L’absence d’unité au sein du comité exécutif de la Fed ou encore la déception de voir celle-ci conserver une approche graduelle malgré un optimisme grandissant à l’égard des perspectives de croissance du pays ont laissé les investisseurs sur leur faim, ce qui explique en partie l’affaiblissement du dollar qui a suivi cette décision. On peut également voir dans ce mouvement baissier l’illustration d’une déception des marchés à l’égard de ce qui s’apparente être la version finale de la réforme fiscale sur laquelle les comités des deux chambres parlementaires ont conclu un accord (voir Focus #2). La paire EUR/USD a progressé de plus de 0,7% sur la séance de mercredi et a fait son retour au-dessus du niveau de $1,18.

#2 – Etats Unis (USD) :   La nouvelle a été dévoilée en fin d’après-midi en Europe, les comités républicains des deux chambres parlementaires américaines sont tombé d’accord sur une version finale du texte de loi de réforme du code fiscal, lequel devrait rapidement faire l’objet d’un vote la semaine prochaine. Parmi les grandes lignes de cette nouvelle version, on retient que le taux d’imposition sur les sociétés sera réduit finalement de 35% à 21% contre 20% initialement évoqué par les deux chambres, mais contrairement à la proposition initiale du Sénat cette réduction prendra effet dès 2018. En ce qui concerne le taux d’imposition sur les revenus des ménages, la grande modification de ce nouveau texte est la réduction du plafond fiscal de 39,6% à 37%, soit une baisse bien plus importante de celle initialement évoquée par les deux chambres (38,5% par la Chambre des représentants et 39,6% par le Sénat). Le niveau déduction fiscale des filiales d’entreprises américaines est finalement réduit à 20% contre 23% et 25% initialement proposé par les deux parlements. Enfin, le texte prévoit le maintien de certaines niches fiscales au sein des Etats où le système de taxation est le plus contraignant.

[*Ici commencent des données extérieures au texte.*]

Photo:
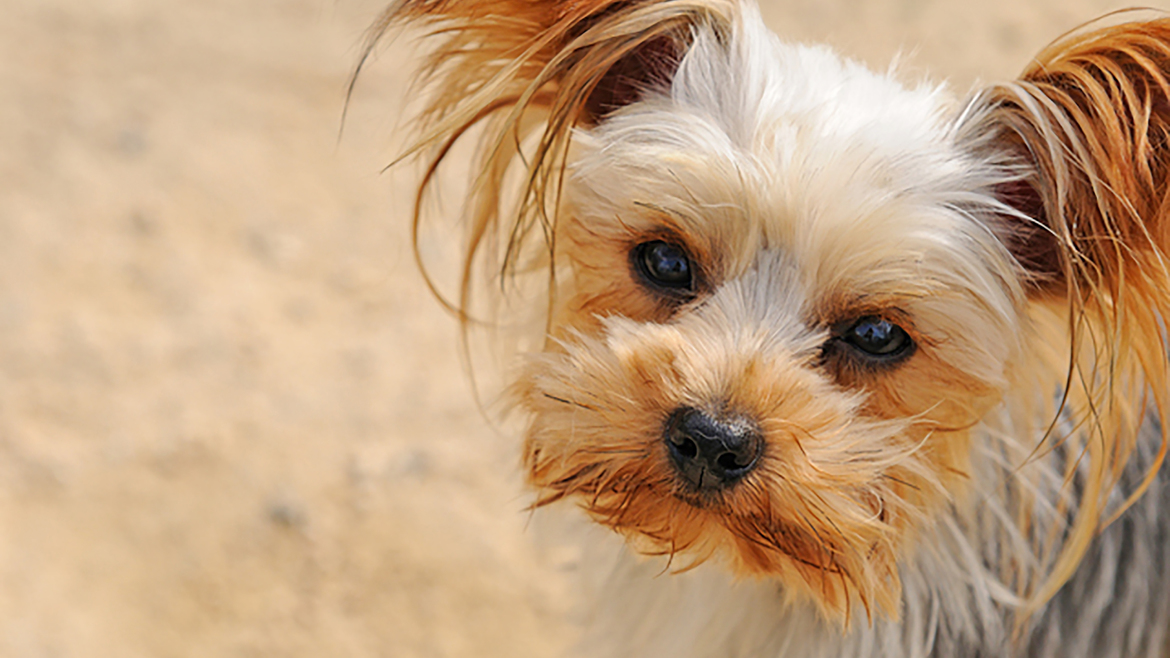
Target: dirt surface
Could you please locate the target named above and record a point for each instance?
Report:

Cette version de la réforme fiscale devrait, selon les calculs des comités, coûter en absolu la somme de $1,4Trn sur 10 ans, respectant ainsi le plafond de $1,5Trn fixé par l’accord budgétaire voté cet automne. Il est pour l’heure difficile de mesurer précisément les effets économiques de cette réforme tant les avis divergent à ce sujet. Néanmoins, cette version semble davantage privilégier les hauts revenus plutôt que la classe moyenne et les petits salaires. La théorie du ruissellement économique que semble défendre la Maison Blanche – réinjection dans l’économie réelle des capitaux économisés par les plus riches qui profite aux plus pauvres – n’a jamais fait réellement fait ces preuves et souvent contribué à une montée des inégalités. Certaines voix dissidentes se font déjà entendre, aussi bien chez les démocrates que chez certains républicains. Le texte de loi devrait faire l’objet d’un vote des deux chambres parlementaires dès la semaine prochaine alors que la Maison Blanche presse pour que cette réforme soit adoptée avant la fin de l’année. Du côté des démocrates, on souhaite repousser ce vote alors que le nouveau sénateur démocrate de l’Etat d’Alabama ne prendra officiellement ses fonctions qu’en janvier.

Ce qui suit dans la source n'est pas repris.